Optimization of remote sensing estimation model for biomass of rubber plantations from the perspective of multi-source feature fusion

Rubber plantations biomass is a crucial indicator for assessing carbon storage and ecological functions within Rubber plantation ecosystems. However, improving the accuracy of biomass estimation remains a key research focus. Slope and aspect indirectly regulate rubber tree growth by influencing water, nutrient, and light conditions. The potential of topographic factors to enhance model accuracy remains uncertain. This study aims to enhance the accuracy of biomass estimation in rubber plantations by integrating drone-based multispectral imagery and topographic factors, while evaluating twelve machine learning algorithms, including deep learning models. The research was conducted in Menglian County, Yunnan Province, a mountainous region with complex terrain, utilizing spectral, textural, and topographic features to estimate aboveground and belowground biomass across different age classes (young, intermediate, mature, over-mature) of rubber forests.
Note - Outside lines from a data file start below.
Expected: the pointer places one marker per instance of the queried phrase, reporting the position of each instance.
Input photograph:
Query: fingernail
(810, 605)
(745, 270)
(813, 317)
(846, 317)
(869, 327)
Twelve regression models were tested, including linear models (MLR, PLSR), ensemble methods (RF, XGBoost, GB), support vector machines (SVM), K-nearest neighbors (KNN), and deep learning models (ANN, BPNN, CNN, U-Net DRM, PINN). Random forest regression was employed for feature selection, reducing the input variables from 325 to a lower dimension. The XGBoost model maintained the highest accuracy among the 12 models, achieving R² > 0.95, the lowest RMSE (∼27.653 t/hm²), and Bias (4.700 t/hm²). Ultimately, the XGBoost model was selected to estimate biomass of rubber plantations. The results showed that the average biomass of young rubber plantations was 264.698 t/hm², middle-aged plantations 351.539 t/hm², mature plantations 330.649 t/hm², and over-mature plantations 420.315 t/hm². The high-precision biomass estimation framework integrating UAV-based multispectral data and topographic factors significantly improves model performance. This approach not only provides a reliable technical framework for accurate biomass estimation in rubber plantation ecosystems but also offers robust technical support for dynamic monitoring and assessment of carbon storage in tropical artificial forest plantations.